Many historians consider the closure of the Athonite Academy a black page in the history of Mount Athos and speak of the obscurantist monks who fought against enlightenment. One might indeed characterize the reaction of the monks as an early expression of the phenomenon of the "cultural revolution," that is, the extermination of the intellectuals that marked many regimes in the twentieth century. In any case, the gap between the educated and the largely illiterate monks at the time was enormous, and the small number of educated people was not enough to form a "critical mass" that would follow its path unimpeded.
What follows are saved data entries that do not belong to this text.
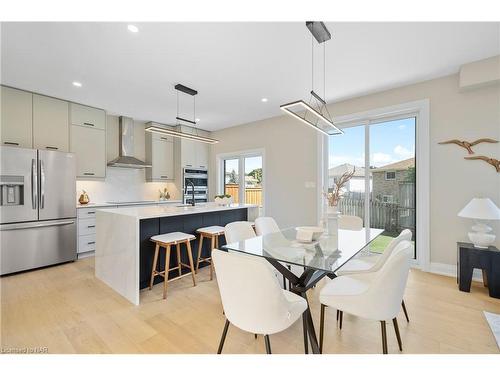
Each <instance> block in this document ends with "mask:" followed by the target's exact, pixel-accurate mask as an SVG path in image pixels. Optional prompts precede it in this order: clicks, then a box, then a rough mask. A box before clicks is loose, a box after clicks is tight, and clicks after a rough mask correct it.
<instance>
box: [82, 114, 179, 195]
mask: <svg viewBox="0 0 500 375" xmlns="http://www.w3.org/2000/svg"><path fill="white" fill-rule="evenodd" d="M106 121H107V129H106V154H107V162H109V161H111V160H113V159H115V158H116V157H117V156H118V149H119V141H118V139H119V126H118V117H117V116H110V115H108V116H106ZM134 125H135V132H134V146H135V156H136V157H137V158H139V159H141V160H145V153H146V148H145V145H146V144H145V132H144V127H145V123H143V122H138V121H135V122H134ZM144 174H145V171H144V170H143V169H126V168H113V167H107V169H106V179H104V180H77V182H76V189H77V195H76V197H77V199H78V197H79V196H80V194H81V192H82V190H85V191H86V192H87V193H88V194H89V197H90V200H91V201H92V202H97V203H102V202H107V201H134V200H157V199H158V198H159V192H158V190H159V189H162V190H163V188H165V187H166V188H167V189H168V191H169V192H170V196H171V199H181V198H179V197H180V194H179V192H178V190H177V187H176V185H175V184H174V183H163V182H145V175H144Z"/></svg>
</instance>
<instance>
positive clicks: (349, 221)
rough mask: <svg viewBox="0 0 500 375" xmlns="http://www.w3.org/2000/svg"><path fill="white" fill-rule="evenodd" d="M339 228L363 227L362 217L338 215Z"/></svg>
mask: <svg viewBox="0 0 500 375" xmlns="http://www.w3.org/2000/svg"><path fill="white" fill-rule="evenodd" d="M338 222H339V229H347V230H361V229H363V219H362V218H360V217H358V216H352V215H340V216H339V221H338Z"/></svg>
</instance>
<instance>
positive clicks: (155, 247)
mask: <svg viewBox="0 0 500 375" xmlns="http://www.w3.org/2000/svg"><path fill="white" fill-rule="evenodd" d="M159 252H160V244H159V243H157V244H156V247H155V255H154V258H153V268H152V269H151V281H150V282H149V290H151V289H153V282H154V281H155V271H156V267H157V263H158V253H159Z"/></svg>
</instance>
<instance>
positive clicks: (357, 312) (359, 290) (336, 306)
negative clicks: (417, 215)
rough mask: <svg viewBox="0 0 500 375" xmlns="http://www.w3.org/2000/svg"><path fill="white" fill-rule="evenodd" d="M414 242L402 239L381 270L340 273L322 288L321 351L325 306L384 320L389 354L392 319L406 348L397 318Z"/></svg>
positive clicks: (361, 315) (386, 349) (400, 337)
mask: <svg viewBox="0 0 500 375" xmlns="http://www.w3.org/2000/svg"><path fill="white" fill-rule="evenodd" d="M412 256H413V245H412V243H411V242H409V241H403V242H400V243H399V244H398V245H397V246H396V248H395V249H394V251H393V252H392V253H391V255H390V256H389V259H388V260H387V262H386V263H384V265H383V266H382V268H381V269H380V270H378V271H377V272H367V273H362V274H351V275H345V276H339V277H337V278H335V279H333V280H331V281H330V282H328V284H327V285H326V286H325V287H324V288H323V289H322V290H321V292H320V297H319V300H320V302H321V315H320V352H322V350H323V336H324V327H325V308H326V307H327V306H328V307H333V308H336V309H337V310H339V311H344V312H346V313H349V314H352V315H356V316H358V317H360V318H364V319H370V320H378V321H380V325H381V330H382V351H383V353H384V354H387V331H386V322H387V321H388V320H391V319H392V322H393V325H394V330H395V332H396V338H397V340H398V346H399V350H400V351H402V350H403V346H402V342H401V336H400V334H399V327H398V321H397V318H396V316H397V314H398V312H399V308H400V304H401V300H402V298H403V294H404V291H405V288H406V282H407V280H408V272H409V269H410V259H411V257H412Z"/></svg>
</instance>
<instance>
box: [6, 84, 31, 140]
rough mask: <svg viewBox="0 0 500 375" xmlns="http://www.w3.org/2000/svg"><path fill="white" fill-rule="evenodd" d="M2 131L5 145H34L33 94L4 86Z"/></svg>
mask: <svg viewBox="0 0 500 375" xmlns="http://www.w3.org/2000/svg"><path fill="white" fill-rule="evenodd" d="M0 110H1V113H2V114H1V118H2V131H1V141H2V144H3V145H12V146H19V147H25V148H31V147H33V133H32V125H33V124H32V120H33V112H32V111H33V94H32V93H30V92H27V91H22V90H16V89H13V88H10V87H4V86H2V107H1V109H0Z"/></svg>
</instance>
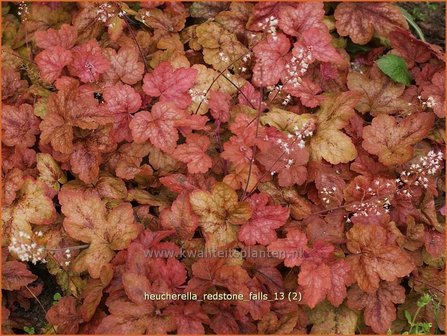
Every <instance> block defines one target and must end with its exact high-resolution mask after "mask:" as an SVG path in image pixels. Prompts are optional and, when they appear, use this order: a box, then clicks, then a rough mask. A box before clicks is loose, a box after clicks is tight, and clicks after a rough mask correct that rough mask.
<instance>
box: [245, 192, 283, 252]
mask: <svg viewBox="0 0 447 336" xmlns="http://www.w3.org/2000/svg"><path fill="white" fill-rule="evenodd" d="M248 202H249V203H250V205H251V208H252V210H253V215H252V217H251V218H250V220H249V221H248V222H246V223H245V224H243V225H242V227H241V229H240V231H239V239H240V240H241V241H242V242H244V243H245V244H247V245H255V244H256V243H259V244H262V245H268V244H270V243H271V242H273V241H274V240H276V232H275V230H276V229H278V228H280V227H281V226H283V225H284V224H285V223H286V221H287V219H288V218H289V209H287V208H283V207H282V206H280V205H267V204H268V202H269V197H268V195H267V194H265V193H261V194H255V195H253V196H251V197H250V198H249V199H248Z"/></svg>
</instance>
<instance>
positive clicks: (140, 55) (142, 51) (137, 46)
mask: <svg viewBox="0 0 447 336" xmlns="http://www.w3.org/2000/svg"><path fill="white" fill-rule="evenodd" d="M123 17H124V20H125V21H126V24H127V27H128V28H129V32H130V35H131V36H132V39H133V41H134V42H135V44H136V45H137V48H138V52H139V53H140V57H141V59H142V60H143V64H144V70H146V72H149V68H148V66H147V64H146V59H145V58H144V54H143V50H141V46H140V44H139V43H138V41H137V38H136V37H135V33H134V31H133V29H132V27H131V25H130V22H129V18H128V17H127V15H124V16H123Z"/></svg>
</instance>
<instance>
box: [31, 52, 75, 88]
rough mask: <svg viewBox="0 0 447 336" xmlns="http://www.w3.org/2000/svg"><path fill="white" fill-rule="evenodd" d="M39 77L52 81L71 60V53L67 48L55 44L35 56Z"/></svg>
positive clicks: (59, 73) (71, 52)
mask: <svg viewBox="0 0 447 336" xmlns="http://www.w3.org/2000/svg"><path fill="white" fill-rule="evenodd" d="M35 61H36V64H37V67H38V69H39V71H40V77H41V78H42V79H43V80H44V81H45V82H48V83H52V82H54V81H55V80H56V79H57V78H58V77H59V76H60V75H61V73H62V70H63V69H64V67H65V66H66V65H69V64H71V62H72V61H73V54H72V52H71V51H69V50H65V49H64V48H62V47H59V46H55V47H51V48H49V49H46V50H44V51H42V52H40V53H39V54H38V55H37V56H36V58H35Z"/></svg>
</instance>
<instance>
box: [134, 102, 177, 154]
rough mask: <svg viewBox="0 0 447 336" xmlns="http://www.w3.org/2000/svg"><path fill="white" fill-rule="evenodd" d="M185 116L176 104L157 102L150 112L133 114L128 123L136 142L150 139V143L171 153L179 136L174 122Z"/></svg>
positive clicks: (168, 152)
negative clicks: (133, 115)
mask: <svg viewBox="0 0 447 336" xmlns="http://www.w3.org/2000/svg"><path fill="white" fill-rule="evenodd" d="M184 116H185V113H184V111H183V110H181V109H180V108H179V107H178V106H177V105H176V104H174V103H169V102H164V103H162V102H159V103H156V104H155V105H154V106H152V110H151V112H147V111H141V112H138V113H137V114H135V116H134V118H133V119H132V121H131V122H130V124H129V127H130V129H131V131H132V136H133V138H134V140H135V142H136V143H143V142H145V141H146V140H147V139H150V141H151V143H152V144H153V145H154V146H155V147H157V148H159V149H161V150H162V151H164V152H167V153H171V152H172V151H173V150H174V149H175V147H176V146H177V140H178V138H179V136H178V132H177V129H176V125H175V122H176V121H177V120H179V119H181V118H183V117H184Z"/></svg>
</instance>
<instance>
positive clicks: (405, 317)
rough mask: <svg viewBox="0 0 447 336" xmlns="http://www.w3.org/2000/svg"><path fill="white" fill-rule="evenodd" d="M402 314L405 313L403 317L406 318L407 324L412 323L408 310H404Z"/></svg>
mask: <svg viewBox="0 0 447 336" xmlns="http://www.w3.org/2000/svg"><path fill="white" fill-rule="evenodd" d="M404 315H405V318H406V319H407V321H408V324H412V321H413V320H412V319H411V314H410V312H409V311H408V310H404Z"/></svg>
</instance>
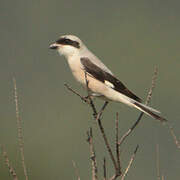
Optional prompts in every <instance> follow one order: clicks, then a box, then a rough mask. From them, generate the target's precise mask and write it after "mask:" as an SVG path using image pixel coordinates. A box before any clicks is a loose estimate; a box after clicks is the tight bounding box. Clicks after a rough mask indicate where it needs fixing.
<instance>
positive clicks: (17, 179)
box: [0, 145, 18, 180]
mask: <svg viewBox="0 0 180 180" xmlns="http://www.w3.org/2000/svg"><path fill="white" fill-rule="evenodd" d="M0 147H1V150H2V154H3V157H4V159H5V163H6V165H7V167H8V169H9V173H10V174H11V175H12V177H13V180H18V177H17V174H16V172H15V170H14V168H13V167H12V166H11V165H10V162H9V158H8V155H7V152H6V151H5V149H4V146H3V145H0Z"/></svg>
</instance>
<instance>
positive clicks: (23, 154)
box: [13, 78, 28, 180]
mask: <svg viewBox="0 0 180 180" xmlns="http://www.w3.org/2000/svg"><path fill="white" fill-rule="evenodd" d="M13 84H14V100H15V106H16V120H17V128H18V141H19V150H20V154H21V162H22V167H23V171H24V176H25V179H26V180H28V175H27V169H26V164H25V158H24V141H23V133H22V122H21V118H20V114H19V105H18V94H17V86H16V79H15V78H13Z"/></svg>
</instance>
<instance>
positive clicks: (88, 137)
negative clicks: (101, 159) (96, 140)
mask: <svg viewBox="0 0 180 180" xmlns="http://www.w3.org/2000/svg"><path fill="white" fill-rule="evenodd" d="M87 136H88V139H87V141H88V143H89V147H90V153H91V161H92V180H97V179H98V176H97V172H98V169H97V161H96V154H95V149H94V145H93V135H92V128H90V130H89V131H88V132H87Z"/></svg>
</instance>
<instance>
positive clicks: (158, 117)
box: [134, 102, 167, 122]
mask: <svg viewBox="0 0 180 180" xmlns="http://www.w3.org/2000/svg"><path fill="white" fill-rule="evenodd" d="M134 105H135V106H137V107H138V108H139V109H140V110H142V111H143V112H144V113H146V114H148V115H149V116H151V117H153V118H154V119H157V120H160V121H162V122H164V121H167V120H166V119H165V118H163V117H161V116H159V115H157V114H155V113H154V112H152V111H151V110H150V109H148V108H146V107H144V106H142V105H141V104H140V103H137V102H134Z"/></svg>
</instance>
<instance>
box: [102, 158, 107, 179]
mask: <svg viewBox="0 0 180 180" xmlns="http://www.w3.org/2000/svg"><path fill="white" fill-rule="evenodd" d="M106 171H107V170H106V158H105V157H104V161H103V172H104V180H107V173H106Z"/></svg>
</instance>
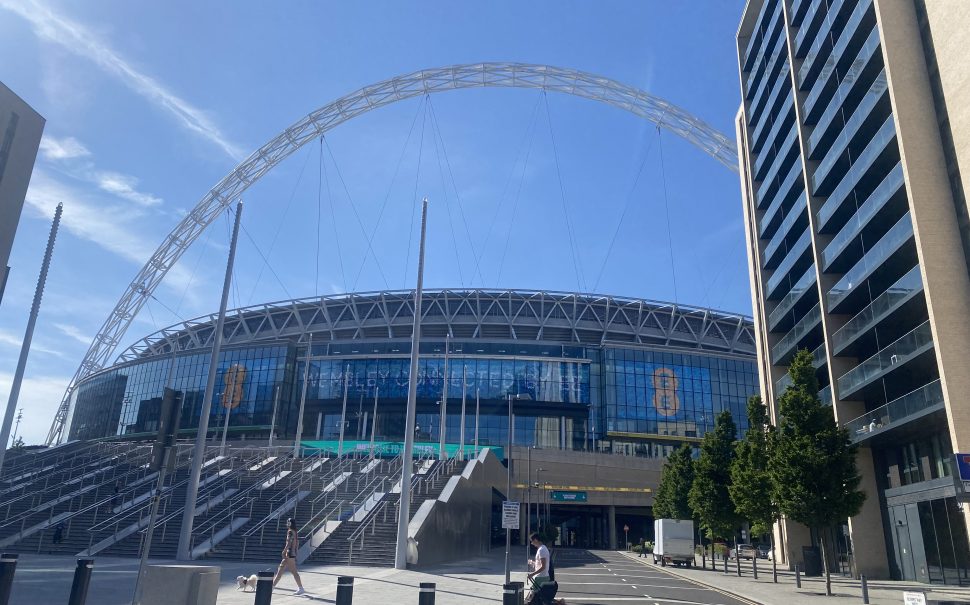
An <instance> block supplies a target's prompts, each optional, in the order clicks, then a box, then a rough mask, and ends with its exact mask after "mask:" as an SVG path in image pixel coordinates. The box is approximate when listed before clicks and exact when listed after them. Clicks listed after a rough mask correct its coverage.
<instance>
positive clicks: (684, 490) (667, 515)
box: [653, 443, 694, 519]
mask: <svg viewBox="0 0 970 605" xmlns="http://www.w3.org/2000/svg"><path fill="white" fill-rule="evenodd" d="M693 483H694V459H693V456H692V451H691V448H690V446H689V445H687V444H686V443H685V444H684V445H682V446H680V447H679V448H677V450H675V451H674V453H673V454H671V455H670V457H669V458H668V459H667V462H666V463H665V464H664V468H663V472H662V474H661V475H660V485H659V486H658V487H657V495H656V496H654V499H653V516H654V518H656V519H692V518H693V517H694V512H693V510H691V507H690V504H689V503H688V498H687V494H688V492H690V486H691V485H692V484H693Z"/></svg>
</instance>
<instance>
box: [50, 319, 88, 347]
mask: <svg viewBox="0 0 970 605" xmlns="http://www.w3.org/2000/svg"><path fill="white" fill-rule="evenodd" d="M54 327H55V328H57V329H58V330H60V331H61V332H63V333H64V335H65V336H68V337H70V338H73V339H74V340H76V341H78V342H79V343H81V344H83V345H89V344H91V337H90V336H87V335H85V334H84V332H82V331H81V329H80V328H78V327H77V326H72V325H71V324H62V323H55V324H54Z"/></svg>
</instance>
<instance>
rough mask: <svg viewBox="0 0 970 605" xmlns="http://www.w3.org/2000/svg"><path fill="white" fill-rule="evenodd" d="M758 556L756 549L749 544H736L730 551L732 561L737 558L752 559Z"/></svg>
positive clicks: (756, 548)
mask: <svg viewBox="0 0 970 605" xmlns="http://www.w3.org/2000/svg"><path fill="white" fill-rule="evenodd" d="M757 556H758V549H757V548H755V547H754V546H752V545H750V544H738V545H737V546H736V547H735V548H733V549H731V554H730V557H731V558H732V559H733V558H734V557H737V558H739V559H754V558H755V557H757Z"/></svg>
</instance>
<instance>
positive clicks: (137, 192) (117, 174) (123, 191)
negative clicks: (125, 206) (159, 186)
mask: <svg viewBox="0 0 970 605" xmlns="http://www.w3.org/2000/svg"><path fill="white" fill-rule="evenodd" d="M95 179H96V180H97V184H98V187H100V188H101V189H102V190H103V191H107V192H108V193H110V194H112V195H116V196H118V197H120V198H122V199H126V200H128V201H130V202H134V203H136V204H138V205H140V206H159V205H161V203H162V198H159V197H155V196H154V195H152V194H150V193H142V192H141V191H138V190H137V189H135V187H136V186H137V185H138V179H137V178H135V177H133V176H130V175H127V174H120V173H118V172H99V173H97V175H96V176H95Z"/></svg>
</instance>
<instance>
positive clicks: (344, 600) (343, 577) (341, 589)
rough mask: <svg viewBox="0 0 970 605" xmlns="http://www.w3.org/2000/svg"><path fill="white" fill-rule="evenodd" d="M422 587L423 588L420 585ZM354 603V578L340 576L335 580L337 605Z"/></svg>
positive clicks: (349, 576)
mask: <svg viewBox="0 0 970 605" xmlns="http://www.w3.org/2000/svg"><path fill="white" fill-rule="evenodd" d="M422 586H424V585H423V584H422ZM353 602H354V578H353V576H340V577H339V578H337V605H350V604H351V603H353Z"/></svg>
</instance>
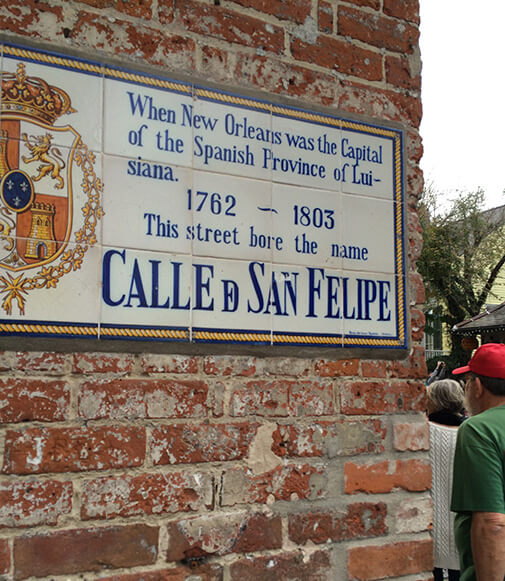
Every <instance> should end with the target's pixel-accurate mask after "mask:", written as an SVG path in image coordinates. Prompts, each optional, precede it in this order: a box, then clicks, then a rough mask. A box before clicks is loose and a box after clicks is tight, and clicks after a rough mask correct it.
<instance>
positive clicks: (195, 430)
mask: <svg viewBox="0 0 505 581" xmlns="http://www.w3.org/2000/svg"><path fill="white" fill-rule="evenodd" d="M257 429H258V425H257V424H255V423H233V424H211V425H209V424H175V425H171V426H161V427H159V428H155V429H154V430H153V433H152V438H151V443H150V446H151V457H152V460H153V463H154V464H155V465H160V464H181V463H196V462H223V461H229V460H240V459H243V458H245V457H246V456H247V455H248V453H249V447H250V445H251V442H252V440H253V438H254V436H255V435H256V432H257Z"/></svg>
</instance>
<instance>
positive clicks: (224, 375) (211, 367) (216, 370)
mask: <svg viewBox="0 0 505 581" xmlns="http://www.w3.org/2000/svg"><path fill="white" fill-rule="evenodd" d="M203 371H204V373H206V374H207V375H219V376H228V375H240V376H243V377H249V376H251V375H255V373H256V359H255V358H254V357H240V356H239V357H231V356H227V355H210V356H208V357H205V359H204V360H203Z"/></svg>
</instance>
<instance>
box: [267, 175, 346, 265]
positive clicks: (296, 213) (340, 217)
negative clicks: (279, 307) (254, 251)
mask: <svg viewBox="0 0 505 581" xmlns="http://www.w3.org/2000/svg"><path fill="white" fill-rule="evenodd" d="M340 197H341V195H340V193H338V192H327V191H324V190H314V189H310V188H307V187H300V186H291V185H283V184H274V185H273V189H272V208H273V213H272V219H273V235H274V237H275V239H279V238H280V239H281V240H282V248H280V249H279V248H278V247H279V246H281V244H279V245H277V246H276V248H275V250H274V254H273V261H274V263H281V264H282V263H284V264H299V265H307V266H328V267H330V268H339V267H340V266H341V264H342V260H341V258H339V257H338V249H339V248H340V242H341V200H340Z"/></svg>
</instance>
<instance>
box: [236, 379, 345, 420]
mask: <svg viewBox="0 0 505 581" xmlns="http://www.w3.org/2000/svg"><path fill="white" fill-rule="evenodd" d="M333 412H334V401H333V387H332V385H331V383H323V382H321V383H319V382H312V381H296V382H295V381H288V380H277V381H262V380H258V381H250V382H247V383H246V384H245V385H242V386H240V387H237V388H236V389H235V390H234V391H233V393H232V394H231V401H230V415H232V416H234V417H244V416H250V415H258V416H267V417H287V416H298V417H299V416H322V415H329V414H332V413H333Z"/></svg>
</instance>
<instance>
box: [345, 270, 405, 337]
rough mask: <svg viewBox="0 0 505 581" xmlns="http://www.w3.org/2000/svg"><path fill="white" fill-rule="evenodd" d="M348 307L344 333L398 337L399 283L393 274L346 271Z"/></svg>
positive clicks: (348, 336)
mask: <svg viewBox="0 0 505 581" xmlns="http://www.w3.org/2000/svg"><path fill="white" fill-rule="evenodd" d="M344 279H345V281H346V283H345V289H346V293H345V295H346V296H347V301H346V303H347V308H346V309H345V311H344V335H345V338H346V339H347V338H349V337H362V338H364V339H372V338H394V337H397V335H398V333H397V323H398V308H397V291H398V286H397V282H398V281H399V280H402V278H401V277H395V276H394V275H392V274H371V273H366V272H356V273H351V272H346V273H344Z"/></svg>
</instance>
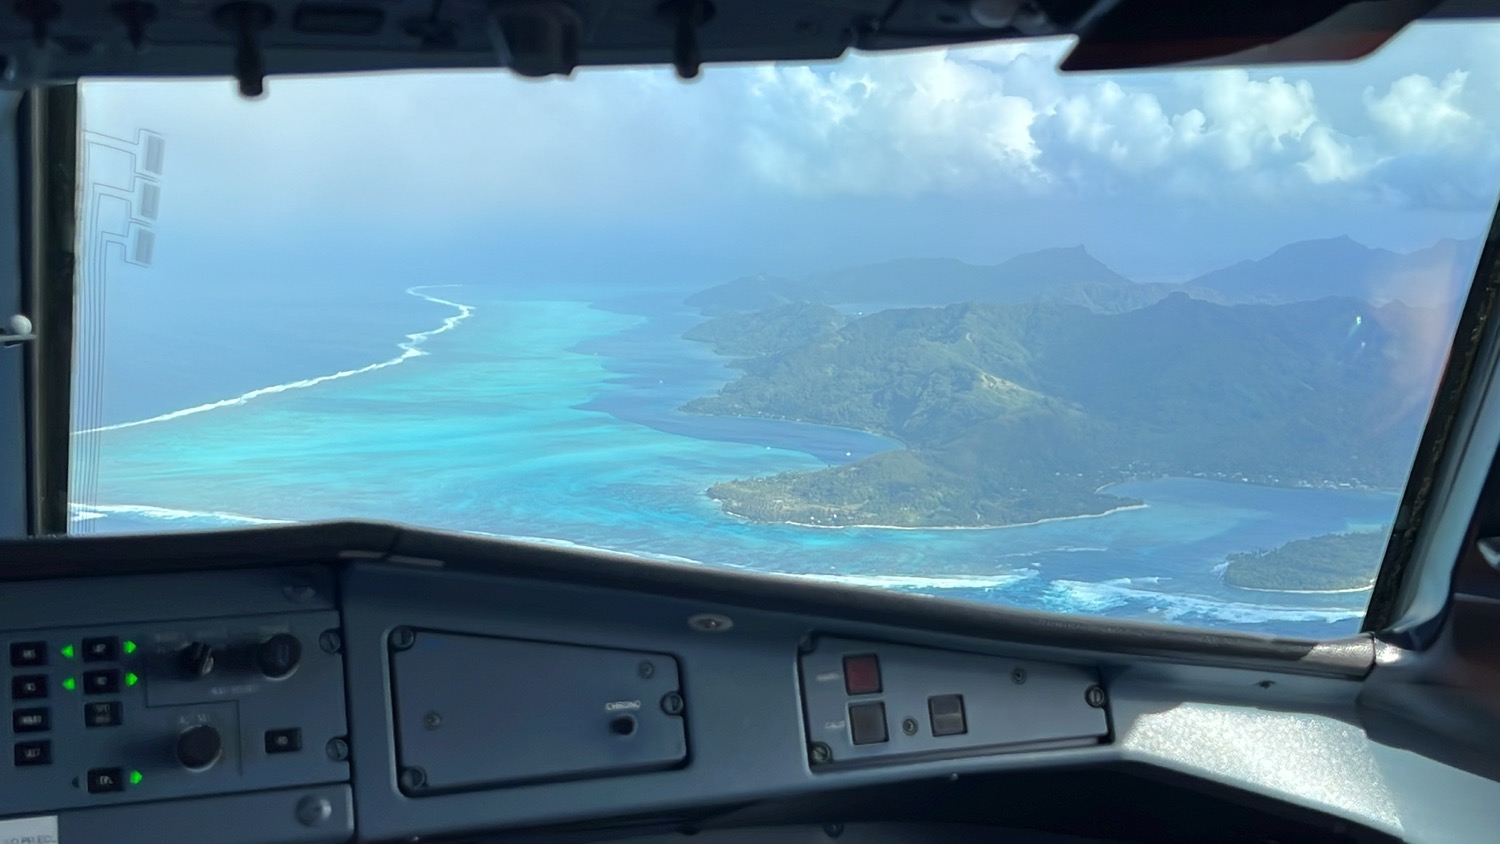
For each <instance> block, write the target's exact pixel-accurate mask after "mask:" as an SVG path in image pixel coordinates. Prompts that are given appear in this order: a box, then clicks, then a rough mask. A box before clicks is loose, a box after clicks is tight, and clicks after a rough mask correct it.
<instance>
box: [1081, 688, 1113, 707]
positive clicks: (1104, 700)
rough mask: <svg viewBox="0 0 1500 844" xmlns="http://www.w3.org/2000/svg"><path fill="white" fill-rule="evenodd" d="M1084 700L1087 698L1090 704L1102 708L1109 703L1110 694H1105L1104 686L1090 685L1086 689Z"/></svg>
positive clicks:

The closure of Athonite Academy suppressed any prospect or possibility of establishing on Mount Athos an educational institution equivalent to universities such as Oxford or Cambridge. But let us turn to the words of a British traveler who visited Mount Athos shortly after graduating from Oxford:
When the Gothic style became utilitarian, it became contemptible: look at Oxford and Cambridge. At Mount Athos we can study the exact equivalent of English university colleges, both in date of foundation and layout. Mount Athos has achieved what modern architects strive for: to instill in the utilitarian - the walls in which the everyday routine takes place - a sense of escape from the present. This is how religion worked in Byzantium. While the Latin Church tried to achieve just the opposite: to separate Sundays from workdays... Unlike the West, monasteries in the East were not primarily centers of knowledge, but models of an ideal social order. What Buondelmonti and Belon, writing before Western monasticism was subjected to the ravages of the Reformation, understood. (Robert Byron, The Station. Athos, Treasures and Men, 1927)
In 1845 the Athonite Academy reopened in the center of the Holy Mountain, the city of Karyes, as a school [i.e. secondary school]. Its work was not uninterrupted; at the end of the nineteenth century, the scholar Gerasimos Smirnakis complained of the inadequacy of the teaching staff. In 1930, the Athonite Academy was moved to its present location near the skete of Saint Andrew.
In his memoirs, Bishop Chrysostomos Rodostolou, the former principal of the Athonite Academy, describes the many obstacles the school had to face: during the military dictatorship (1967-74), the civilian governor refused to approve a budget for the operation of the generator, so students were forced to read under gas lamps.
Т. S. Eliot sums up the course of human thought by saying that "we have forsaken wisdom, being mesmerized by knowledge; we have forsaken knowledge and become prisoners of information". If wisdom is the knowledge that enables us to survive, then the survival of Mount Athos for two and a half centuries after the closure of the Academy may lead us to see some seeds of wisdom in the abandonment of the academy on the part of the Athonites.